On the metals compatibility assessment for oxygen service

Highlights

• Critical analysis of selection and compatibility assessment framework of metallic alloys in enriched oxygen (> 99.5%).

• Metals selection for enriched oxygen applications based on promoted combustion testing and particle impact assessment.

• Promoted combustion test results are influenced by oxygen temperature, pressure, flowing condition and specimen geometry effects.

• Particle impact assessment, cannot directly compare with literature, unless test system conforms or exceeds system severity.

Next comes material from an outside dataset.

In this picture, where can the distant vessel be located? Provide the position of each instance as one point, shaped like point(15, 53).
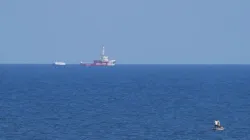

• Though PV curves impose velocity limits - evaluate materials for particle impact under similar impingement configuration.

Abstract

This review article critically analyzes the selection and compatibility assessment framework of metallic alloys in pure oxygen (>99.5%) atmospheres using promoted combustion and particle impact ignition tests in combination with the Pressure-Velocity (PV) curves. The historical test data for four important metallic alloys frequently used in the oil and gas industry, namely nickel alloys C276 and 600, stainless steel 304 and 316, are mined and analyzed to: (i) capture trends and correlation of data obtained by these two tests with the PV curves, (ii) identify gaps in the data for critical process variables such as temperature, pressure and gas velocity, (iii) identify limitations of the two tests, (iv) understand the relevance of shape factors and geometry of test samples and flowing vs. non-flowing conditions on test results and (v) evaluate whether exemption pressures and PV curves can be extended or adjusted for important metals to accommodate more demanding conditions. In industry practices, PV curves are utilized to impose velocity limitations in oxygen systems to help mitigate particle impact ignition when the operating pressures are greater than alloys exemption pressures. Our analysis shows, current version of PV curves - based primarily on historical data and industry experience are conservative, limited to specific thicknesses and available only up to 200 °C for both exempt and non-exempt alloys. For the oil and gas industry where conditions up to 300°C and 80 bar are desired, there is a need to conduct new testing to develop guidelines for thinner cross-sections and more demanding operating conditions including higher temperatures and pressures.This will open avenues for new innovations and applications of gaseous oxygen and help industries operate their plants with higher efficiencies.